Cold hands cause concern for reader

Dr. Gott: 69-year-old female has been dieting and exercising and lost 40 pounds. Now her hands are ice cold.
BY PETER H. GOTT, M.D. Published: May 24, 2011

DEAR DR. GOTT: I have lost 40 pounds in four months. I'm on a 1,800-calories-a-day diet and exercise almost daily. My doctor prescribed Adipex-P daily to help me with my weight loss and Arthrotec for my arthritis. These are the only new medications I am taking. I'm a 69-year-old female.

Since I began losing the weight, my hands have been unusually cold. It feels as if I have them in ice water.

Is this something I should ask my doctor about, or is it normal?

DEAR READER: Adipex-P is an appetite suppressant for the treatment of obesity. Side effects can include constipation, diarrhea, difficulty sleeping, headache, nervousness, restlessness, upset stomach, chest pain, shortness of breath and more. Arthrotec is a nonsteroidal anti-inflammatory drug that reduces pain and inflammation. Side effects can include headache, nausea, stomach pain, stomach ulcers, chest pain, blurred vision, nausea, vomiting, loss of appetite and more. Your arthritis may certainly have a bearing on your cold hands.
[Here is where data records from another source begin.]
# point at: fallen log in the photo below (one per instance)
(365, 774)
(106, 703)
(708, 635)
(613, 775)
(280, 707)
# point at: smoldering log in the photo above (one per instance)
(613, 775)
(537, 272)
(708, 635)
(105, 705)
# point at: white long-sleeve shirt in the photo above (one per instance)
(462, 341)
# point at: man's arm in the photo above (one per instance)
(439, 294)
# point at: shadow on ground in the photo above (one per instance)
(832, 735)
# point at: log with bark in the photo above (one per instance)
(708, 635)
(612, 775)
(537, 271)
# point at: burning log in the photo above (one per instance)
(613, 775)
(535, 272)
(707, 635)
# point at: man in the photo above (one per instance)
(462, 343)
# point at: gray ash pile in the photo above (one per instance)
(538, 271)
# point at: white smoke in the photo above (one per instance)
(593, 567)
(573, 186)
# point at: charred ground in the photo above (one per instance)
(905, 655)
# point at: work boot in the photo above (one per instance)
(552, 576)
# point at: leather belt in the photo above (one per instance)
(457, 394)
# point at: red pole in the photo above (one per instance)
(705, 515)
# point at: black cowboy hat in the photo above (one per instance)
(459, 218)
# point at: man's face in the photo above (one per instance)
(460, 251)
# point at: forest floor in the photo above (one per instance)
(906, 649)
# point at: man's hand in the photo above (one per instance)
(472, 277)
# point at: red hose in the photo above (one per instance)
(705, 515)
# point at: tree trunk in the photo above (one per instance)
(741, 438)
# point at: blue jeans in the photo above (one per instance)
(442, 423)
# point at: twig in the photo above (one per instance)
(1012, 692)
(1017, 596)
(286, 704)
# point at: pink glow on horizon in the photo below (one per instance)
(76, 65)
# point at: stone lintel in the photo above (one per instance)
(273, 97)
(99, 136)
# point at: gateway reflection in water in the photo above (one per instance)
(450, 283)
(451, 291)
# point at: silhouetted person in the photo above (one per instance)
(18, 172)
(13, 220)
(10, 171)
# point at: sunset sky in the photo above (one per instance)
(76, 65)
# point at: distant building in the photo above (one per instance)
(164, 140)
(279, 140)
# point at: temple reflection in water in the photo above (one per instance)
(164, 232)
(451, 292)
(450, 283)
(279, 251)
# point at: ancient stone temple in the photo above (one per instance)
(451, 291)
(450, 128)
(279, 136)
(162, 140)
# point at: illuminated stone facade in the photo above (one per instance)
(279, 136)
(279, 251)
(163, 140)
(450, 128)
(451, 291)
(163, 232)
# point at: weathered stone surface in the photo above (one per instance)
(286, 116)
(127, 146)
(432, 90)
There is a slight possibility one of the new medications or a combination of others you might be causing your cold hands. Do you have Raynaud's syndrome, a thyroid condition, anemia, a B12 deficiency or are you under stress?

Any of these situations and many others could be the culprit. Ask your doctor whether any other medications you are taking could be affecting you, or whether he or she can order blood work that might shed some light on your problem.